By: Maile Benumof | Writer
September 20, 2019
America had almost done it. We had almost completely defeated nicotine addiction in the United States– and then the Juul arrived. It took the youth by storm, who were enticed by the exciting flavors and the thrill of being a part of something new. The U.S. Center for Disease Control and Prevention says that roughly 1 in 5 high school students and 1 in 20 middle school students vape. Nicotine addiction is on the rise again, and with it, serious health issues, as well.
In recent weeks, there has been a surge of reports, roughly 530 cases to date, about individuals being hospitalized because of lung conditions, seizures, and other vaping-related issues. So far, eight people have died from vaping, and the very real danger on the cigarette substitute is becoming abundantly clear.
“The first people to vape were middle-aged gamers with hoop earrings,” said senior Jackson Todd. “Since when is that an appealing look? Get out while you can.” This proves to be true, as the most recent casualty of vaping was a Missouri man in his late 40s who died because his lungs were unable to provide enough gas exchange, which is certainly not an appealing death. Other symptoms of health concerns after vaping include lung inflammation, DNA damage in the lungs, bladder, and heart on top of many of the same health complications that are seen in people who smoke tobacco cigarettes.
Due to the huge amount of people suffering from Juul/vaping health problems, there has been a recent pushback against the e-cig industry.
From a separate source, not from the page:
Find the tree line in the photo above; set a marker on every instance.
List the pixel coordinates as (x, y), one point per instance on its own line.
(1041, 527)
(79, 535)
Everyday people and social media influencers alike have been posting videos sharing stories, either personal or people close to them, who have been hospitalized or significantly impacted in a negative way from the prolonged use of vape devices. This has been an effective mode for communicating the anti-vape message, which has even extended into our own high school community.
Here at San Clemente High School we have a club dedicated to combating vaping on campus within our students, called the No Vape Club. The club recognizes that young adults have been a huge target of vape companies.
“We realize that people on campus recognize vaping as cool, trendy, and a way to fit in and my goal is to show students that vaping has lethal consequences,” said Leila Akhondzadeh. “We want to be an example of a community on campus that has fun without giving into peer pressure and vaping”.
The club makes the assumption that many students are already aware of the consequences of vaping because it is so widely broadcast across multimedia platforms, so their message is much more centered around providing a way for students to decline peer pressure and feel good about that decision. With a growing population of active members the club is looking forward to a great year!